Alors ? À son installation en métropole en 1921, près de Sète (qu’on orthographie alors Cette), Villaplane envisage le ballon rond comme le seul moyen de sortir de sa condition. Ce sport n’offre pourtant, à l’époque, aucune perspective professionnelle. Pour constituer leurs équipes, les dirigeants de clubs ont mis en place un système dit de « l’amateurisme marron », ou du « shamateurism » comme l’appellent nos voisins Anglais. Les sportifs (officiellement « amateurs » donc) doivent accepter un emploi fictif, payé en argent liquide, pour pouvoir se consacrer pleinement au football. Le championnat de France n’existe pas encore. Il ne verra le jour qu’en 1932. Mais les paris sportifs vont déjà bon train et diverses combines vérolent nombre de compétitions.

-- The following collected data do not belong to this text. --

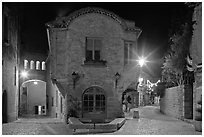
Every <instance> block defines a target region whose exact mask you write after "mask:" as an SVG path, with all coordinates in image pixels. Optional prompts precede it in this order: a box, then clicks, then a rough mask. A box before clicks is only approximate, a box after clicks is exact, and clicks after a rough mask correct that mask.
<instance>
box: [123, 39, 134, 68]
mask: <svg viewBox="0 0 204 137" xmlns="http://www.w3.org/2000/svg"><path fill="white" fill-rule="evenodd" d="M133 53H134V48H133V42H131V41H125V43H124V65H126V64H129V63H130V61H131V59H133Z"/></svg>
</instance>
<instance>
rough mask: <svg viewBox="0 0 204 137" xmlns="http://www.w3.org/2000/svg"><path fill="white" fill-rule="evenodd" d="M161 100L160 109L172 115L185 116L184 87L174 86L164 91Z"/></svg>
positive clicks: (175, 116)
mask: <svg viewBox="0 0 204 137" xmlns="http://www.w3.org/2000/svg"><path fill="white" fill-rule="evenodd" d="M164 92H165V93H164V96H163V97H162V98H161V100H160V111H161V112H163V113H164V114H167V115H170V116H172V117H175V118H178V119H183V118H184V87H183V86H181V87H172V88H168V89H166V90H165V91H164Z"/></svg>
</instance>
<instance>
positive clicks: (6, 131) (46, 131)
mask: <svg viewBox="0 0 204 137" xmlns="http://www.w3.org/2000/svg"><path fill="white" fill-rule="evenodd" d="M70 134H72V130H70V129H69V127H68V125H66V124H64V122H63V121H62V120H60V119H57V118H46V117H44V118H20V119H18V120H17V121H15V122H11V123H6V124H2V135H70Z"/></svg>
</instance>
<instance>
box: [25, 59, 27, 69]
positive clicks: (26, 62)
mask: <svg viewBox="0 0 204 137" xmlns="http://www.w3.org/2000/svg"><path fill="white" fill-rule="evenodd" d="M24 69H28V61H27V60H26V59H25V60H24Z"/></svg>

Si une morale semble à tirer des deux biographies de Villaplane, c’est que la longue descente aux enfers de ce joueur de football s’inscrit comme la suite logique d’une accumulation de petits renoncements à l’éthique. Une issue qui, sous la plume de Luc Briand, semble annoncée dans un épisode apparemment anodin de la vie du footballeur. Un match France-Autriche qui se tint le 30 mai 1926 au stade de Colombes. Ce jour-là, un coup de tête maladroit de Villaplane l’avait conduit à marquer un but contre son propre camp à la 42e minute. Mortifié par ce geste, le joueur s’était alors caché dans les vestiaires, pendant tout le reste de la partie. Les patriotes de pacotille finissent toujours, un jour ou l’autre, par tomber le masque.
*Jouer, trahir, crever, de Frédéric Massot, Éditions du Rocher, 248 pages, 19 €.